腹が減った、と言い出したのは五条くんだったか夏油くんだったか、もしかして硝子だったかもしれない。少なくとも私でなかったことは確かだ。

久しぶりに同級生四人が揃ったので、五条くんの部屋でテレビゲームをしていた。デフォルメされたキャラクターたちが乗るカートを操って順位を競うレーシングゲームだ。私はこのゲームがヘタクソだった。すぐコースを見失って道に迷うし、片っ端から罠に嵌まるし、ハンドル操作に合わせて現実の体まで傾いてしまう。それでよく隣の人に肩をぶつけてしまうので、できるだけ五条くんの隣には座らないようにしていた。以前、ちょっと触れただけで烈火の如く怒られたのが尾を引いているのだ。美形が怒るととんでもなく怖い。

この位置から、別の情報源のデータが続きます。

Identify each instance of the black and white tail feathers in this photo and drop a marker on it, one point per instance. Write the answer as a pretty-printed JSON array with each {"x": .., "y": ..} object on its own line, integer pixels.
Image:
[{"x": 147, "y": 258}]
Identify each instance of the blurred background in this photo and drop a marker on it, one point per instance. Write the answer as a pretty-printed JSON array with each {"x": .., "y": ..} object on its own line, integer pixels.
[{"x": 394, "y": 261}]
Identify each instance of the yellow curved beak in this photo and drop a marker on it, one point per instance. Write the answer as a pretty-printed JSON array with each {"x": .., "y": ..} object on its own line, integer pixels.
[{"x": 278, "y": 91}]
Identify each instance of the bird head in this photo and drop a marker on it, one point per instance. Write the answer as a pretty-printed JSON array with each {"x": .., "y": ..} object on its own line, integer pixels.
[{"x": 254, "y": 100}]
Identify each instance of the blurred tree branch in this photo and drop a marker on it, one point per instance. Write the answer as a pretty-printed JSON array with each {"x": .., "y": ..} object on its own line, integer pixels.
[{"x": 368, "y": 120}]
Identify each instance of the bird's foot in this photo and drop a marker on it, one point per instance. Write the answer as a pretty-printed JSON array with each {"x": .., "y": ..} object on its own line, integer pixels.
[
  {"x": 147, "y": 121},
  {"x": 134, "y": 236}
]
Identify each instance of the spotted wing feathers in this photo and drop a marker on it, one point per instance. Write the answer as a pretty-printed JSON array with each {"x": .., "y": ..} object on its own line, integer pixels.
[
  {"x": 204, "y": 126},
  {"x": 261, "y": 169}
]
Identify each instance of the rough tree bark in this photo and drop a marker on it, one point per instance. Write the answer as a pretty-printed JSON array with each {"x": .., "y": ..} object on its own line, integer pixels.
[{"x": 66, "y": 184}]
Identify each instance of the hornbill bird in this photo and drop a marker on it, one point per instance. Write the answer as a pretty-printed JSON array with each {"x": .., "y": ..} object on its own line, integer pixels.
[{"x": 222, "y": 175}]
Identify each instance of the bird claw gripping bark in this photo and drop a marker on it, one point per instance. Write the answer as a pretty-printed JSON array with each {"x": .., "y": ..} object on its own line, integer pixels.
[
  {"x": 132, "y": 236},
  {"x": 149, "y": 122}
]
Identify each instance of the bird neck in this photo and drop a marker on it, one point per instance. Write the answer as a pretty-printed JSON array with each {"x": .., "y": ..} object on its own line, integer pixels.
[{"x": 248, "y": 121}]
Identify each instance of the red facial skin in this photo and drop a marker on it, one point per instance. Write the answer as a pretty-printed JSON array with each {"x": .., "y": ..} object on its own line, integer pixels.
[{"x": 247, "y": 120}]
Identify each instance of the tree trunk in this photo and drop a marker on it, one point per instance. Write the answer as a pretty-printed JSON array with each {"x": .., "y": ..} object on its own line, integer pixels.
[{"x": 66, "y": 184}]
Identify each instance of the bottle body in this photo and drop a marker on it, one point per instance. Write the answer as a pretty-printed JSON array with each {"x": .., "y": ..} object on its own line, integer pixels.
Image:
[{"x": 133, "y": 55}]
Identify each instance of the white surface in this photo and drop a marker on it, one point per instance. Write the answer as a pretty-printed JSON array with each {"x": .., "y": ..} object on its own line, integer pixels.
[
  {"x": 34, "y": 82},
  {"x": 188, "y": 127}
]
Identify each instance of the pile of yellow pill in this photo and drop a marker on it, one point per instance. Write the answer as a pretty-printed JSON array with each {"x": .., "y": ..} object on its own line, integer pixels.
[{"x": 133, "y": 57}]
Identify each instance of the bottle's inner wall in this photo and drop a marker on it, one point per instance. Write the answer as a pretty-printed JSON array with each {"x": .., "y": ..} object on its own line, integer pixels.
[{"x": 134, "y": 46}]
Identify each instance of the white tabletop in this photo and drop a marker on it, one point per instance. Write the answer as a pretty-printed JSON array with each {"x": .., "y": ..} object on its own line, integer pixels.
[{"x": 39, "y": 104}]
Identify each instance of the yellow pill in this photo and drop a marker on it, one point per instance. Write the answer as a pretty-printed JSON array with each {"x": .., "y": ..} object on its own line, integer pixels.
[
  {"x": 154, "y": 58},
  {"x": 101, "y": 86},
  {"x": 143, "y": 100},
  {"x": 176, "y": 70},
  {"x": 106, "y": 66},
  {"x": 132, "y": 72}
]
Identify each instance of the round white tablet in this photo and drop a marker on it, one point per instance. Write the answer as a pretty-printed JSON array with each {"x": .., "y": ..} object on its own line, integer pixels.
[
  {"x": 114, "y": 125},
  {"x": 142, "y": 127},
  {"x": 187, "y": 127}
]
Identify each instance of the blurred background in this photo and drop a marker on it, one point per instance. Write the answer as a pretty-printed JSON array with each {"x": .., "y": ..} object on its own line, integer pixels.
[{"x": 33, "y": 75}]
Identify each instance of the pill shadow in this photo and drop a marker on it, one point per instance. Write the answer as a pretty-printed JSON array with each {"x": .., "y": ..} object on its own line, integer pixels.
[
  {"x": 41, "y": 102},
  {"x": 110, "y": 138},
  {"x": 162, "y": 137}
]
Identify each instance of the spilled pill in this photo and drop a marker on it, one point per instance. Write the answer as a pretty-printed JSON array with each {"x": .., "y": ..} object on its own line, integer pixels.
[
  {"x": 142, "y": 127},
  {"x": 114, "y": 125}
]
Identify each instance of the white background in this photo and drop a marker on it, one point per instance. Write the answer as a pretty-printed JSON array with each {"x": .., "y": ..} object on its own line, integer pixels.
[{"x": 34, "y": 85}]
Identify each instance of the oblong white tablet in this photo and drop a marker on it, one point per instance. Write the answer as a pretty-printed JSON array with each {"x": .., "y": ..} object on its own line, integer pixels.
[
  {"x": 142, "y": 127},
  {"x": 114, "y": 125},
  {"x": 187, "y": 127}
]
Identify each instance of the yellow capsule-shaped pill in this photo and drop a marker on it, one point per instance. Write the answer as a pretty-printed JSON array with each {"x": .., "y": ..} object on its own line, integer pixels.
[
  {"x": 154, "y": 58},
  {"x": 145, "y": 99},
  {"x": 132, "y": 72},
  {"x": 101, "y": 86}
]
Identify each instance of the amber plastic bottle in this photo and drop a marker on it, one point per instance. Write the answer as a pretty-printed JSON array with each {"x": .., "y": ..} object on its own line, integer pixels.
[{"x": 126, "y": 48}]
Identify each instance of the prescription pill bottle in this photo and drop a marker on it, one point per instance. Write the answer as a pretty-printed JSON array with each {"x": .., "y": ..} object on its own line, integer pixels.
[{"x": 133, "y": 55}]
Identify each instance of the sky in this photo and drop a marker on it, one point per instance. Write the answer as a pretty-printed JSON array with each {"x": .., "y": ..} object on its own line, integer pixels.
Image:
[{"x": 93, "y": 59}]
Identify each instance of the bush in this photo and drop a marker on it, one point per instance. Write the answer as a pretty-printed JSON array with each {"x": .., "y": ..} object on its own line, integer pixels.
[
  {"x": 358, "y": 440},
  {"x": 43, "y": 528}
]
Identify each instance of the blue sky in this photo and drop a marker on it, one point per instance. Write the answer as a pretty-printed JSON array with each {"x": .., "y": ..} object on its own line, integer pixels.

今日も今日とて周回遅れでゲームを終え、そろそろ自室に引き上げようかと腰を上げたときだった。唐突に始まった買い出しジャンケンに巻き込まれた。いや私はお腹空いてないしもう部屋に戻るから、などと言い出す間もないまま、気がつけば私は負けていた。ゲームに負け、ジャンケンにも負ける。ひどい話である。

買い出し係は二人。私と、五条くんに決まった。

――最強の人もジャンケンに負けることがあるのだな。五条くんに続いてコンビニの自動ドアをくぐりながら、蛍光灯にちらちらと光る銀糸の髪を見やった。調子外れの入店チャイムにかぶせるように、らっしゃーせー、と気怠げな店員さんの声が響く。五条くんは私のことなど気にかける素振りもなく、一目散にチルドコーナーへと足を向けた。私はわざとゆっくり買い物カゴを取り上げて、のろのろと飲み物の棚へ向かった。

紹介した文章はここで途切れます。